Итак, с некоторой застенчивостью (ибо Хэмпи была остра на язык и всегда видела в своей госпоже юную и глупую нарушительницу порядков) дама Календула сообщила няне, что Ранульф ее беспокоит. Хэмпи бросила на нее резкий взгляд сквозь очки и, оттопырив губу, сухо произнесла:
— Долго же вам пришлось, мэм, потрудиться, чтобы заметить это.
Однако когда Календула попыталась выяснить у няни, что та думает по поводу происходящего, Хэмпи лишь загадочно покачала головой и пробормотала, что, мол, снявши голову, по волосам не плачут, чем меньше говорить, тем больше пользы для дела.
Когда же вконец озадаченная Календула поднялась, чтобы уйти, старуха пронзительным голосом воскликнула:
— Только, мэм, запомните — ни слова об этом господину! Он не любит волноваться. Точь-в-точь как его отец. Моя старая госпожа частенько говаривала мне: «Смотри, Полли, не проговорись господину. Он терпеть не может никаких волнений». Да, все Шантеклеры на редкость чувствительны.
— А вот у Виталиев буйволиная шкура, — неожиданно закончила она.
Календула, однако, пока не собиралась заводить разговор на эту тему с Натаниэлем. По собственному опыту знала, что малейшее беспокойство делало его безмерно раздражительным, была ли тому причиной особая чувствительность Шантеклеров или какая другая.
Сам же господин Натаниэль ничего не замечал. Большую часть времени проводил в Сенате и Счетной палате; его интерес к жизни других людей на домочадцев не распространялся.
Что касается его отношения к Ранульфу, следует откровенно признать, что господин Натаниэль видел в нем скорее семейную реликвию, чем сына. На деле он бессознательно помещал его в ту же самую категорию, что и хрустальный кубок, с помощью которого отец герцога Обри окрестил первый построенный Шантеклерами корабль, или меч, которым другой его предок помогал сбросить герцога Обри с престола — предметы, на которые он глядел крайне редко и так же редко вспоминал, хотя утрата хоть одного из них повергла бы его в крайнее огорчение и даже гнев.

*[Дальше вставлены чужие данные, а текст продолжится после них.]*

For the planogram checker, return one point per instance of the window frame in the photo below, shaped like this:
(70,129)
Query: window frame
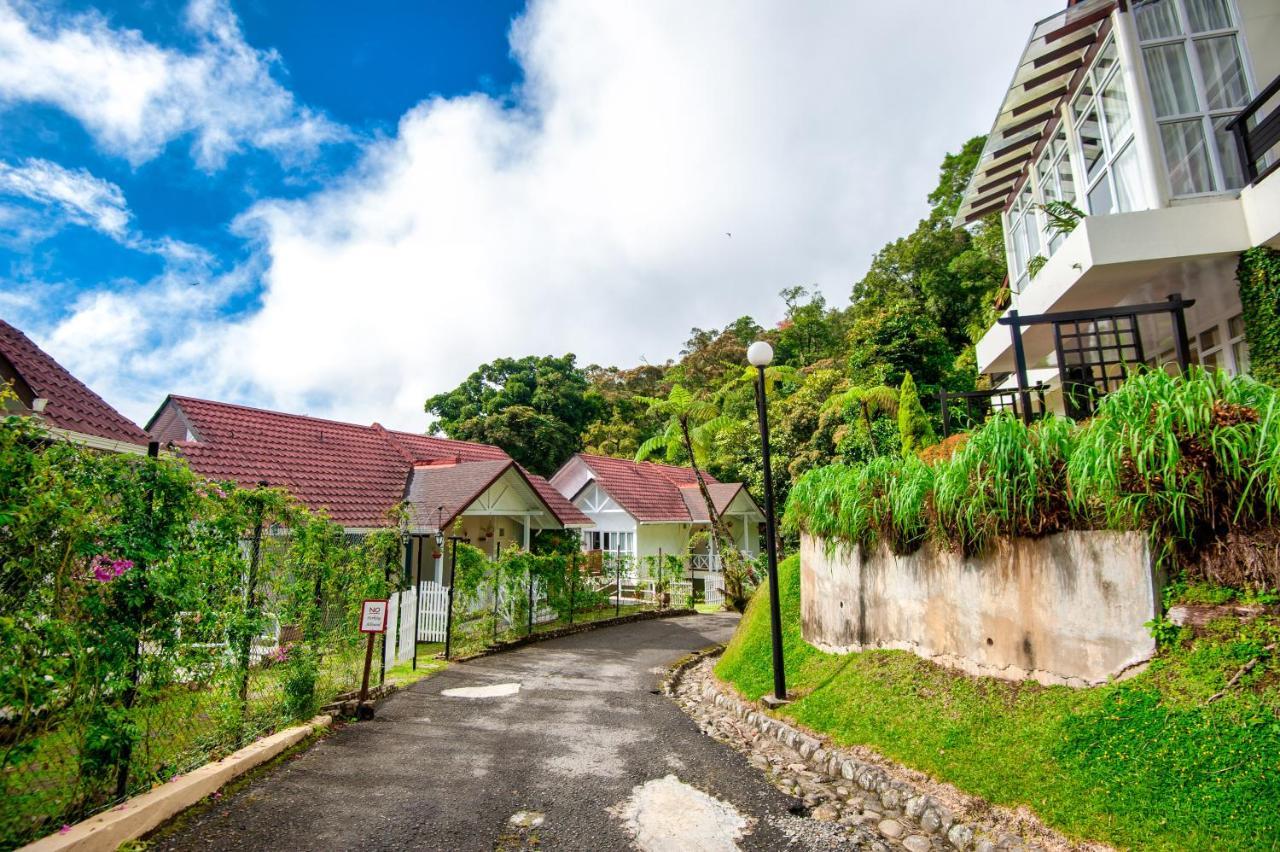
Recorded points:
(1092,88)
(1206,115)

Однако однажды вечером, в начале апреля, создалась ситуация, на которую он не мог не отреагировать, причем весьма болезненно.
К этому времени весна уже полностью явила себя миру, и горожане Луда начинали перестраивать свою жизнь на летний манер — извлекать из кладовок медные тазы для варки варенья, начищать их до блеска, подметать беседки в садах и готовить рыболовные снасти; ну а более длинные дни позволяли обывателям устраивать обеды для друзей.

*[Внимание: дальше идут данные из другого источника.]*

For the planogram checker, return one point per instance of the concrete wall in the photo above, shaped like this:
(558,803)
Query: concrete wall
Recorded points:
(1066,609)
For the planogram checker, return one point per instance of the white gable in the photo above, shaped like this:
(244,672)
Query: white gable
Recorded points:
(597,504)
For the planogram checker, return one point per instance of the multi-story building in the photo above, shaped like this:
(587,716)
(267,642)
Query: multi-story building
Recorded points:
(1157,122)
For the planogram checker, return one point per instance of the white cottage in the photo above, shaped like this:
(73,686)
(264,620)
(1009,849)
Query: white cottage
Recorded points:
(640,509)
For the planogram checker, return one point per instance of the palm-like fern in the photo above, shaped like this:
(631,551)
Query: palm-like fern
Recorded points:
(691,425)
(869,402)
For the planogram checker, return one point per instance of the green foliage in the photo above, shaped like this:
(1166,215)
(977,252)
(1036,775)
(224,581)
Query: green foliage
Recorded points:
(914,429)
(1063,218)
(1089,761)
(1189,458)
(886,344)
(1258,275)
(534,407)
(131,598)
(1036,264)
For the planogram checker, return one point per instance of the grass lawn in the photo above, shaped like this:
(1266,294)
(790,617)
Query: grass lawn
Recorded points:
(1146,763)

Никто во всем городе не любил эти вечеринки больше, чем Натаниэль. Они приносили ему временное облегчение. Словно мелодию его жизни вдруг настраивали на другой, более веселый лад, хотя, по сути дела, ничего не менялось, кресла оставались на прежних местах, сидели в них люди, с которыми он каждый день встречался, и по-прежнему у него ныл зуб. Поэтому он рассылал открытки приятелям с великой радостью, приглашая их «полакомиться лунтравским сыром», как делал это каждый апрель последние двадцать пять лет.
Лунтравой звалась деревня, славившаяся в Доримаре своими сырами, — и вполне справедливо, потому что они были прекрасны, как паросский мрамор с его яшмовыми прожилками, и обладали доведенным до совершенства запахом, являющим смесь луговых ароматов с запахом убранного хлева. Именно сыр из Лунтравы послужил объектом комического объявления, упомянутого в предыдущей главе.
К семи часам вечера гостиную Шантеклеров наполнила толпа тучных, розовощеких, ярко-одетых гостей, болтавших и пересмеивавшихся, как стая попугаев. Молчал только Ранульф, чего, впрочем, и следовало ожидать от мальчишки двенадцати лет, находящегося в обществе взрослых. И все же он мог бы и не забиваться в угол, и не отвечать в столь мрачном тоне на обращенные к нему бодрые реплики приглашенных отцом гостей.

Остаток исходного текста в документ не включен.